To study whether an AI model can be successfully trained with multi-site study data, we assessed the performance DaTNet3_PPMI and DaTNet-3_STA on STA images obtained in routine practice. The results in Table 2 show that DaTNet-3 trained with PPMI images performs slightly less accurately (84.5%) compared to DaTNet-3 trained with clinical STA images (89.0%). However, it is noticed that the DaTNet-3_PPMI model has a very high specificity (98%), which implies that if the DaTNet-3_PPMI model predicts that a STA scan has normal DAT binding, and consequently does not support the clinical diagnosis of PD, this is correct in 98% of cases.
We further studied the effects on performance of both models on classifying scans as uncertain, by thresholding output probability. The clinically trained model, DaTNet-3_STA, showed a large increase in performance (from 89.0–95.7%). This indicates that incorrect classifications were substantially between the 0.2–0.8 uncertain probability threshold. These results signify the importance of training with data that contains more indeterminate scans, as this allowed the model to get better insights into such images.
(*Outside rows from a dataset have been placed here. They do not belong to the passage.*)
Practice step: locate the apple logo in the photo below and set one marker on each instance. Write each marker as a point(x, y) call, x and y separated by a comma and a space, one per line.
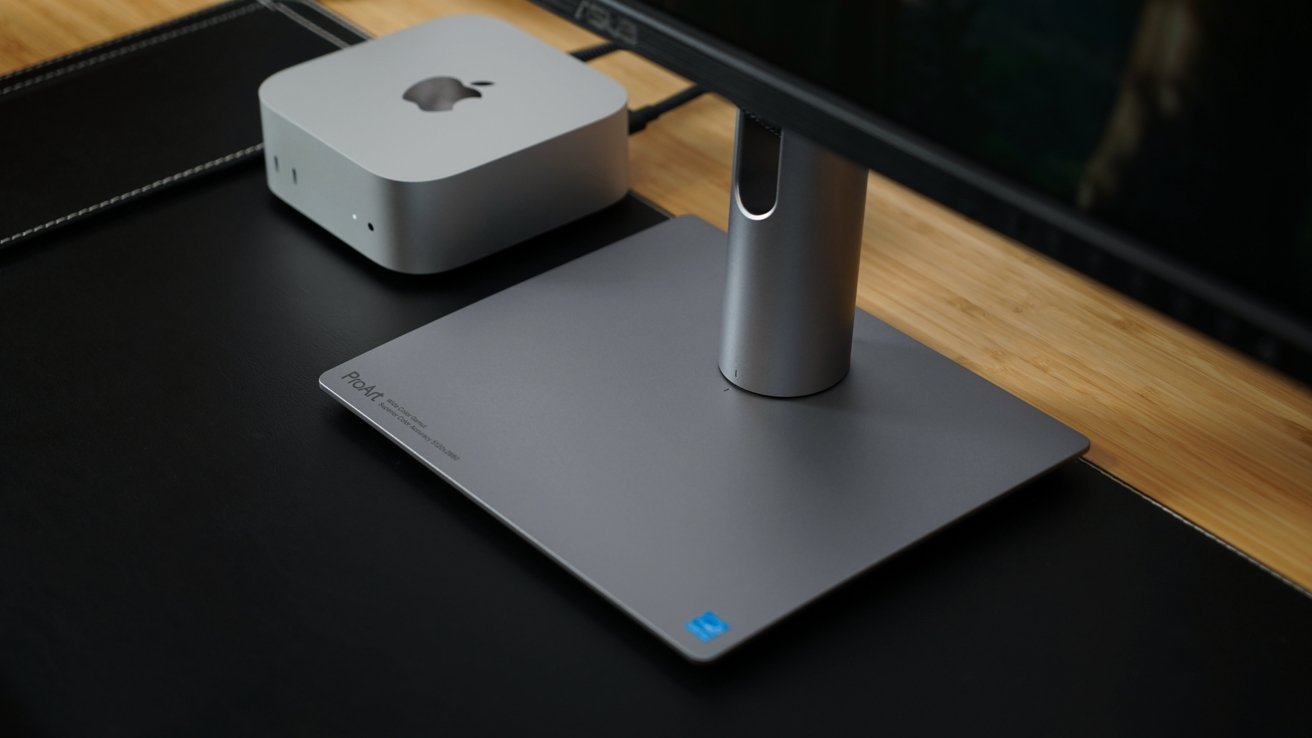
point(441, 93)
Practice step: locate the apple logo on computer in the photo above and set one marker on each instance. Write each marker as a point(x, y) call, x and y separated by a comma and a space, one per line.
point(434, 95)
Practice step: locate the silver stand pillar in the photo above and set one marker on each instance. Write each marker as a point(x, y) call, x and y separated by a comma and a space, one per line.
point(795, 218)
point(580, 409)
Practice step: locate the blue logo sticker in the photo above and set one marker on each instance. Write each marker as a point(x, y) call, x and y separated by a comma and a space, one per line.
point(706, 625)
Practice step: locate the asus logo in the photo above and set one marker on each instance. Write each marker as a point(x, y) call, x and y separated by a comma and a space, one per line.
point(606, 22)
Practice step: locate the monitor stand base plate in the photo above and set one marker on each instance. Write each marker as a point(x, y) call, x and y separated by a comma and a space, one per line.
point(584, 409)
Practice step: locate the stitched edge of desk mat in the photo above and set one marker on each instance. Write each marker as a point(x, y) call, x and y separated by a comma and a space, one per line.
point(307, 15)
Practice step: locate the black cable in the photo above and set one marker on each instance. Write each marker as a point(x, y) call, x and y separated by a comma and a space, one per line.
point(591, 53)
point(639, 118)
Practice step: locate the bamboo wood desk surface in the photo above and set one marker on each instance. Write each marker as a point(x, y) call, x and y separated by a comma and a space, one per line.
point(1211, 435)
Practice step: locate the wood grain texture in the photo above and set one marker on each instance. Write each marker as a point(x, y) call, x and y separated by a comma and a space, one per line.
point(1216, 437)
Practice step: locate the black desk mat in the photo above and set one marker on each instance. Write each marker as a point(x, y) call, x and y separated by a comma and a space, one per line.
point(194, 540)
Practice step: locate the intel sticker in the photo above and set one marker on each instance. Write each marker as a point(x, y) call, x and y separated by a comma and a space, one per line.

The lack of accuracy increase using DaTNet-3_PPMI (from 84.5–85.8%) suggests that the model trained with PPMI images is incapable of classifying the indeterminate STA images with uncertain probability. Rather it classifies incorrect classification as confidently (meaning with a threshold under 0.2 or above 0.8) NC or with DD. The difference is probably explained by the fact that the PPMI data set merely contains manifest PD and normal images, in contrast to the STA data set that also contains also other parkinsonian syndromes and indeterminate images. Therefore, we conclude that the usability of a multi-site study data set as a training dataset can improve if indeterminate images are included as well, which is common practice in routine clinical studies.
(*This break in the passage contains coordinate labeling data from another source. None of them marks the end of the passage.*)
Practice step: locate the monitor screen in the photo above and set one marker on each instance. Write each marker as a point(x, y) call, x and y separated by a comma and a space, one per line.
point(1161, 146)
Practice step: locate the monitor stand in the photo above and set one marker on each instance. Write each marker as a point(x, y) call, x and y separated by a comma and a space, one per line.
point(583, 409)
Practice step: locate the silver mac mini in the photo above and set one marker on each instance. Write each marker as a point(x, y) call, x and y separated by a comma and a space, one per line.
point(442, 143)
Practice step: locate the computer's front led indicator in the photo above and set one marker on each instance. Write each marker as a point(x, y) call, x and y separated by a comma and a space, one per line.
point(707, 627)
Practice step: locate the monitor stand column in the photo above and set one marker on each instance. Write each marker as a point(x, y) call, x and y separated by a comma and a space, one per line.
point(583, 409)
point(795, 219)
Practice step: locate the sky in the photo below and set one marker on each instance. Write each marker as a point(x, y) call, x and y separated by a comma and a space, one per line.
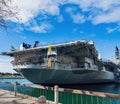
point(59, 21)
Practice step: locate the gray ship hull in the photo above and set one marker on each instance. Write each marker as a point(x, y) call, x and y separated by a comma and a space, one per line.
point(66, 77)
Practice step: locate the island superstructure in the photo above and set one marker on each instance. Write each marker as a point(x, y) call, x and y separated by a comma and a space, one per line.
point(62, 64)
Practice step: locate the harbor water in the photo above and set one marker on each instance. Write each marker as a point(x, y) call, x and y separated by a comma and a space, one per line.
point(107, 88)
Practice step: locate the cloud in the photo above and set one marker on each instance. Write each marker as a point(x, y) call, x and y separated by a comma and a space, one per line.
point(60, 18)
point(110, 17)
point(110, 30)
point(78, 18)
point(94, 11)
point(43, 28)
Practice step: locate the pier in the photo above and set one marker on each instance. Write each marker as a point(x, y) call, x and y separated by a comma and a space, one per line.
point(54, 95)
point(7, 97)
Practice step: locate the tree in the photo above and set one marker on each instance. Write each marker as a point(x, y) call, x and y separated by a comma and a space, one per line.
point(5, 12)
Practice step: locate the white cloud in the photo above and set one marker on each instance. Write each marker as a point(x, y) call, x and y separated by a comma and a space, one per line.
point(60, 18)
point(110, 30)
point(98, 11)
point(78, 18)
point(110, 17)
point(43, 28)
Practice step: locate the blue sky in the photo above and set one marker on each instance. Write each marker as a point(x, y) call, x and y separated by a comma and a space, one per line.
point(58, 21)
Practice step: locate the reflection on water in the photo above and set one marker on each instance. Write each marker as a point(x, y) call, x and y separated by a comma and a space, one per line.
point(108, 88)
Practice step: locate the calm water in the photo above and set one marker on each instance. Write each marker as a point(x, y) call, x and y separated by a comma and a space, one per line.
point(108, 88)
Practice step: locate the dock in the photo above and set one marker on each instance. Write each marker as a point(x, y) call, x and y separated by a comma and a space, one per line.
point(16, 93)
point(7, 97)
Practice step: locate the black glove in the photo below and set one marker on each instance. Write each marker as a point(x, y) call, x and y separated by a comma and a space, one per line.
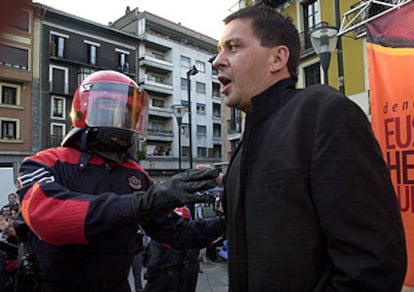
point(182, 233)
point(181, 189)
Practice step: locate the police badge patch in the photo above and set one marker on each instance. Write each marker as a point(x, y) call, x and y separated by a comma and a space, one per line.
point(134, 183)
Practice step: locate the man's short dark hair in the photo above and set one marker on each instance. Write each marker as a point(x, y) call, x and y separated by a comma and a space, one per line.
point(272, 29)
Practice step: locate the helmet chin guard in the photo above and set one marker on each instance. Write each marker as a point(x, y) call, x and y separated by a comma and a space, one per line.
point(109, 99)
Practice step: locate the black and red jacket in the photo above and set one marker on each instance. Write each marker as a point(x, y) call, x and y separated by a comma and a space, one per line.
point(78, 206)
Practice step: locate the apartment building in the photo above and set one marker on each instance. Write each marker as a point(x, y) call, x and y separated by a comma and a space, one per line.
point(174, 68)
point(72, 48)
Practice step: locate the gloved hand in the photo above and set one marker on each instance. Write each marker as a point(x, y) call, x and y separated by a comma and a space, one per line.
point(181, 189)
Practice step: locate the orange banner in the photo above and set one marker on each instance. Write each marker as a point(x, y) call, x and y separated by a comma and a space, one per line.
point(390, 50)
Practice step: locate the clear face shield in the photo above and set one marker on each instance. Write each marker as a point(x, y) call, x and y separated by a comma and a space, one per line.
point(116, 105)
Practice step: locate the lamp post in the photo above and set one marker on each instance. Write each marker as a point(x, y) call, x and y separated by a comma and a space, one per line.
point(339, 50)
point(179, 111)
point(193, 71)
point(324, 40)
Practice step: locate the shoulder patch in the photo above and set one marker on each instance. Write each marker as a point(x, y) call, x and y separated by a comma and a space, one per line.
point(135, 183)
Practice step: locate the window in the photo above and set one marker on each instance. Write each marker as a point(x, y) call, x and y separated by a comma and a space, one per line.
point(201, 108)
point(157, 102)
point(83, 73)
point(216, 90)
point(184, 83)
point(311, 17)
point(10, 94)
point(201, 66)
point(57, 45)
point(201, 87)
point(312, 74)
point(91, 52)
point(14, 57)
point(201, 131)
point(217, 151)
point(157, 55)
point(235, 121)
point(123, 63)
point(9, 129)
point(21, 21)
point(202, 152)
point(57, 132)
point(216, 131)
point(185, 62)
point(59, 79)
point(58, 107)
point(185, 129)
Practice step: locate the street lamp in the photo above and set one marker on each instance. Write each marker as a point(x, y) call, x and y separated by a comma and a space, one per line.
point(324, 40)
point(193, 71)
point(179, 111)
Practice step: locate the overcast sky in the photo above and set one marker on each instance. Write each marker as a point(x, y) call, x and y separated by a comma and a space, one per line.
point(202, 16)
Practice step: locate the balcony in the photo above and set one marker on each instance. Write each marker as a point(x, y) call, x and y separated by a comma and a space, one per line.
point(305, 42)
point(158, 134)
point(155, 84)
point(159, 63)
point(59, 87)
The performance of DaTNet-3 can be compared to the published interobserver agreement of DaTSCAN studies by Tondeur et al [2] and Booij et al [3] (37–100% and 0.74–0.93 inter-observer agreement/k-coefficients for reader pairs, respectively). This comparison may indicate that DaTNet-3 shows high agreement in the interpretation made by the nuclear medicine physicians. Therefore DaTNet3 is potentially valuable as a second reader for reading DaTSCAN images in routine practice. Also, it is noticed that both the models have a very high specificity for classifying images as being normal, therefore a potential application of such an AI tool could be to detect normal non-deficit images with high confidence.
In spite of the high accuracy, DaTNet-3 does not take patient age into account, which is useful for differentiating age-related from parkinsonian-related dopaminergic depletion [22]. Future studies could include patient’s age as an extra parameter for model input to further improve its accuracy.
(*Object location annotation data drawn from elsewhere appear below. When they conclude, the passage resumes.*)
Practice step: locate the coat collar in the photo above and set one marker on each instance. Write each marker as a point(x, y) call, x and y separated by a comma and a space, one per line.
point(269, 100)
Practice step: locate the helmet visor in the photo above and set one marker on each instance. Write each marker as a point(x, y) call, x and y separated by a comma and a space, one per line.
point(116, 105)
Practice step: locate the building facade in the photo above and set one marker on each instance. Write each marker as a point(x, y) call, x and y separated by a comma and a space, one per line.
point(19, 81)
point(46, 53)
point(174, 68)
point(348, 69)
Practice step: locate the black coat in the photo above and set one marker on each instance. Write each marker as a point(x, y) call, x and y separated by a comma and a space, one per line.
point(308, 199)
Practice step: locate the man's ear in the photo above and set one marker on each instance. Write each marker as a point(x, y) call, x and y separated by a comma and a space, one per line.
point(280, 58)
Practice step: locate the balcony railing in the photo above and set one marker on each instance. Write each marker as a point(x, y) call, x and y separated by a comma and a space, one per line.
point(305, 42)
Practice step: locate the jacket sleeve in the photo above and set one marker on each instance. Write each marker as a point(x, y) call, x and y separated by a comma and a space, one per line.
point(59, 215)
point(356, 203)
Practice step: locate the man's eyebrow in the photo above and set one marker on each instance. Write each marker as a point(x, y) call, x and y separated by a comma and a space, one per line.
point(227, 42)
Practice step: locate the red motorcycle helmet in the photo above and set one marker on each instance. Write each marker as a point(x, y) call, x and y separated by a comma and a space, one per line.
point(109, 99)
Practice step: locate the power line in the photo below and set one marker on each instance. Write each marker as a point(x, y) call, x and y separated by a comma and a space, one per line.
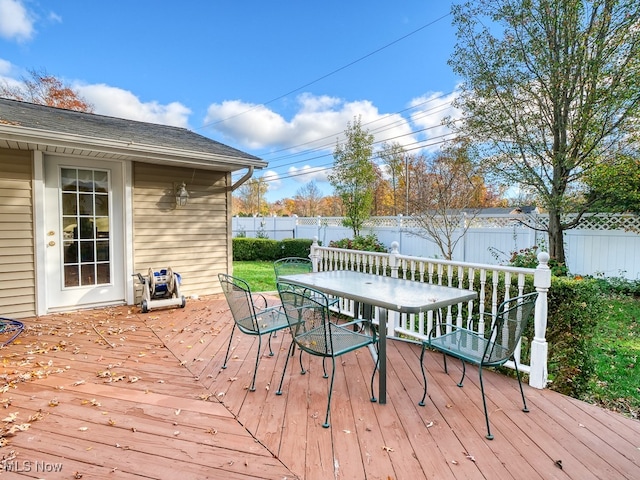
point(350, 64)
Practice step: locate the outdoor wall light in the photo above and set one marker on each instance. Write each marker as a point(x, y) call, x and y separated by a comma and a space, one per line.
point(182, 196)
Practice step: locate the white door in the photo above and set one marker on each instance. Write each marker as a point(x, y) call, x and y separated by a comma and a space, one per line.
point(84, 233)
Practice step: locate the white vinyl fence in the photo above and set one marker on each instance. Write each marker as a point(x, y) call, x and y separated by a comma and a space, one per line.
point(494, 285)
point(602, 246)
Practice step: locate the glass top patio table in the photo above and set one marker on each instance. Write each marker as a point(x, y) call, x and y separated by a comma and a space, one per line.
point(387, 293)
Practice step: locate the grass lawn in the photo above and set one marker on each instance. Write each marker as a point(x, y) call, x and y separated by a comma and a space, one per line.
point(259, 275)
point(616, 354)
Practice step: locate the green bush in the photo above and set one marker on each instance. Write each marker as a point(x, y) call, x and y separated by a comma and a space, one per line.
point(575, 307)
point(368, 243)
point(295, 247)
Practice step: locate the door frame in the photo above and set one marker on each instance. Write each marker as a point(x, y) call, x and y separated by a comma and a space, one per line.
point(42, 303)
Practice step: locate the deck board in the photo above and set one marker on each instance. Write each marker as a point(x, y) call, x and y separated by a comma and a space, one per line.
point(168, 406)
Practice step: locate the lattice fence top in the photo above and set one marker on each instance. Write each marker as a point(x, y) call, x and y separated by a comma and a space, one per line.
point(598, 221)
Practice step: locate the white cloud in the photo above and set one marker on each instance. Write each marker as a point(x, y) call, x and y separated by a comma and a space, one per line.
point(317, 124)
point(117, 102)
point(16, 23)
point(5, 67)
point(274, 182)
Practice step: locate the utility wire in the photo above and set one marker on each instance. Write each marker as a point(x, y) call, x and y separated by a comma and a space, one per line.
point(350, 64)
Furthermore, it has to be noticed that all our testing and training data originates from general purpose SPECT cameras. Images from dedicated brain scanners, like the InSPira HD SPECT system [23], might lead to diagnoses that are based on detailed local diminished uptake, as can be seen with such high-resolution systems. Preliminary results (data not shown) of our model using a test set of DaTSCAN images acquired on the InSPira HD SPECT system indeed showed that the model did not generalize well enough for data from a dedicated brain scanner. Therefore, in future studies we propose to set-up a multi-site study data set with data from both general and brain-dedicated systems to evaluate if it can perform accurately also on data obtained ion brain-dedicated systems.
Currently, one of the largest hurdles in AI is retrieving useable historic data from usually unstructured sources [24] and much time was spent on creating processed and correctly labeled training data. In this study, there is a lack of detailed and non-subjective DaTSCAN interpretation reporting, making it difficult to precisely classify images. In the future, the use of a predefined 5 stage degeneration scale [25] stored in a structured format could be considered to improve model input.